Yes — a seasoned cast-iron griddle or grill pan on a portable butane burner works well. Set it on the dining table with a splatter screen. Open windows for ventilation. The key is high, sustained heat.
Karubi (short rib) is the most beloved for its fatty richness. Rosu (ribeye) is leaner and more delicate. Gyutan (beef tongue) is a Sendai regional specialty with a chewy-tender texture. For beginners, sliced short rib or chuck roll are the most forgiving.
They share roots but are distinct. Korean BBQ emphasizes banchan (side dishes), fermented pastes, and a wider vegetable array. Japanese yakiniku focuses on the meat's intrinsic quality, uses sweeter tare rather than spicy marinades, and portions are typically smaller and more refined. The dining style and some cuts overlap significantly.
The grill isn't hot enough. Preheat for at least 5 minutes on high before adding meat.

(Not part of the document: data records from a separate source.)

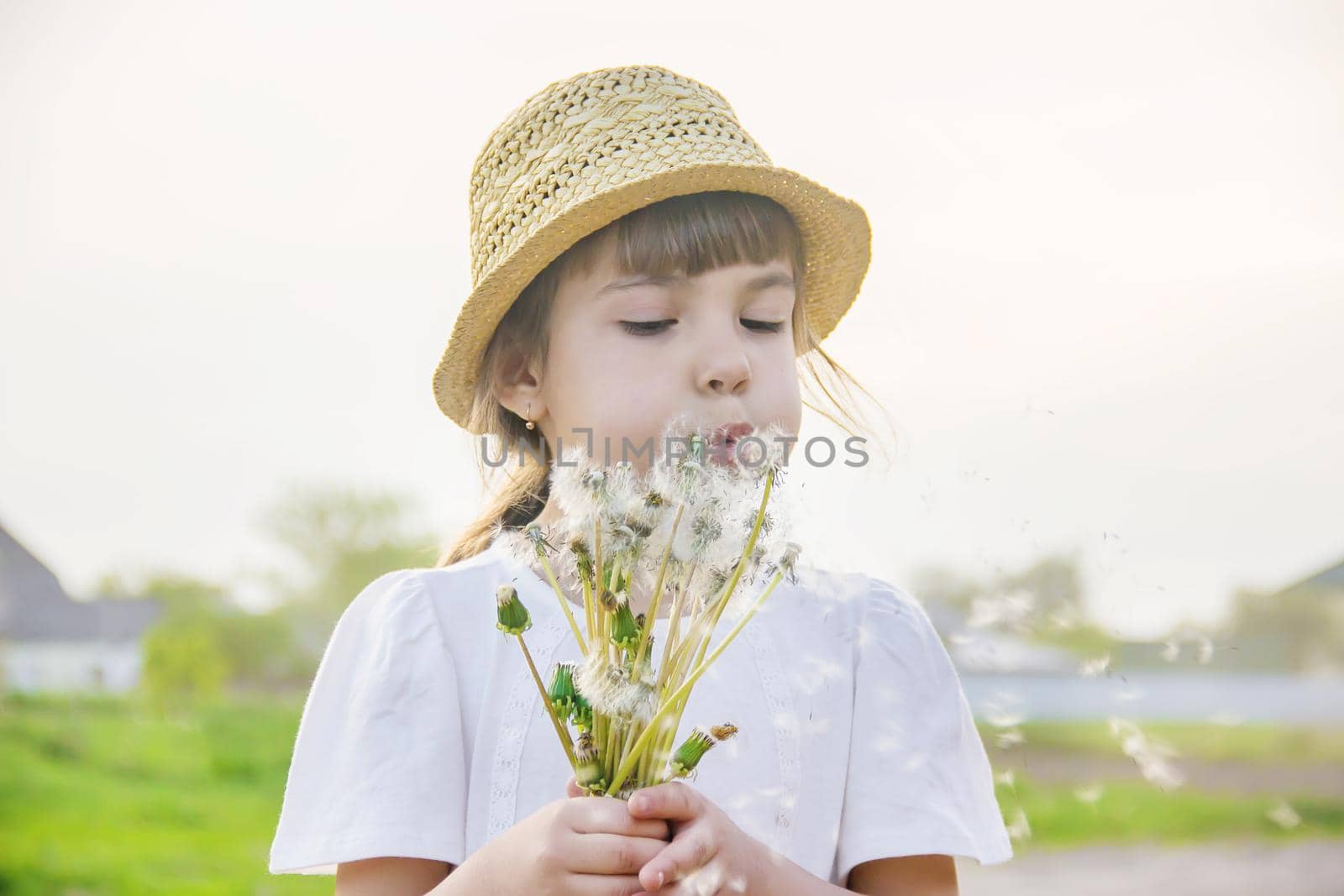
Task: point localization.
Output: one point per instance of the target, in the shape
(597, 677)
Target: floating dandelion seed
(1093, 668)
(1284, 815)
(1089, 794)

A properly heated grill releases meat naturally once a crust forms — forcing it off tears the surface. Also avoid oiling the meat itself; oil the grill grates instead.
Tare is traditionally a dipping sauce, not a marinade — the sugars burn quickly and make thin slices char before cooking through. For a marinated version, dilute tare 1:2 with water and marinate for no more than 30 minutes.